In an interview with the Otago Daily Times yesterday, he said rugby in Japan was on a high post the World Cup, and he was still planning for some mid-year tests for the Japanese team.
The game had really taken off in Japan following the World Cup where Japan had topped its pool, winning all four of its games, before going down to South Africa in the quarterfinals.
"It went a bit crazy there. You would go out and get recognised straight away. It was hard to go out and do things normally," he said.
"Players were on different shows ... became overnight celebrities."
"Every time he steps out he is mobbed. I think he has got a coffee shop so he just stays there and drinks his coffee."
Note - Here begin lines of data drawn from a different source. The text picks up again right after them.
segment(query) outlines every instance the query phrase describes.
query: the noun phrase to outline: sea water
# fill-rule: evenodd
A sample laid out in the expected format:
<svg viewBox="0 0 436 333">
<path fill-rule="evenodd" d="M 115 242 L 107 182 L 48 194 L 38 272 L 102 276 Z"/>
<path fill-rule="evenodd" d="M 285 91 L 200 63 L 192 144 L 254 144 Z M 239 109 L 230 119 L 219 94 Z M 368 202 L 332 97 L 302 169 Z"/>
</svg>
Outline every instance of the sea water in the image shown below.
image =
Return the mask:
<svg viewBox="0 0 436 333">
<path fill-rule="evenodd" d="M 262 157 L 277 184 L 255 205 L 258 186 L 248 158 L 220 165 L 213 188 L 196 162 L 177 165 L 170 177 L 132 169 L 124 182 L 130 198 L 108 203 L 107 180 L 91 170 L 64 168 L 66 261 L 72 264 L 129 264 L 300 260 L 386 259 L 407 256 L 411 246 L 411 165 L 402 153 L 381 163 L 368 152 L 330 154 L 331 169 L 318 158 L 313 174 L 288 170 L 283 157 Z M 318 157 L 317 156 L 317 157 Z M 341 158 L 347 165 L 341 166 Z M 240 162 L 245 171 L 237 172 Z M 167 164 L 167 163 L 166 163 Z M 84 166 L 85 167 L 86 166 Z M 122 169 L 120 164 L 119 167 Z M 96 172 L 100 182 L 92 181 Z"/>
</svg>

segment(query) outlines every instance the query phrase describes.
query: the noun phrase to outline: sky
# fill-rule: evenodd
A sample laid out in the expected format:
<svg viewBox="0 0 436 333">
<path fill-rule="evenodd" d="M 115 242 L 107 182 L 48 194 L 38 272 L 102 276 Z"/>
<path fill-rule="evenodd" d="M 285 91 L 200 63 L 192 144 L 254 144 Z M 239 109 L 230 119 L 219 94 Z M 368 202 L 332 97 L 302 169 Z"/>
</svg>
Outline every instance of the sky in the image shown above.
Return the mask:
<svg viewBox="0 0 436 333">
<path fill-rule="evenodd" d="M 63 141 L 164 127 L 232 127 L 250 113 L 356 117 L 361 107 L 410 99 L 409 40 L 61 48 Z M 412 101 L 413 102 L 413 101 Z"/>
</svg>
The Japan side was not like other international teams — players had to work, and could not train fulltime.
Last year though players were with the team from February, and Joseph could have full control over them.
"We have been getting better. Two years ago we should have beaten France in France, we drew with them. We competed really well against England and were winning with 20 minutes left. That crystallized what we were trying to do as a team — just to create trust and belief."
Joseph (50) said he did not do a lot of self-analysis on his combination with assistant coach Tony Brown. Values built while playing for Otago were the basis for their combination.
He felt the duo was serious about rugby coaching, planning and selection, mixed in with good fun and playing good rugby. He did not know how accurate the good cop (Brown) and bad cop (Joseph) suggestion was.
Internationals in July against Wales, France and two tests against England were still scheduled, but appear doubtful.
Joseph took himself out of the running to be the next All Blacks coach a couple of weeks before the process finished last year.
He said there were initial talks with Ian Foster to join him, but after the performance of Japan at the World Cup things went "crazy"
There was a lot of unexpected things happening and the landscape changed, he said.
The All Black coach process did not allow him to apply for it seriously.
"Applying for a job at the same time you are applying for another job does not show much loyalty. And that was one of the values we have learned in Otago ... loyalty is a a big factor. Just because it is professional, for me, it [loyalty] is still really important."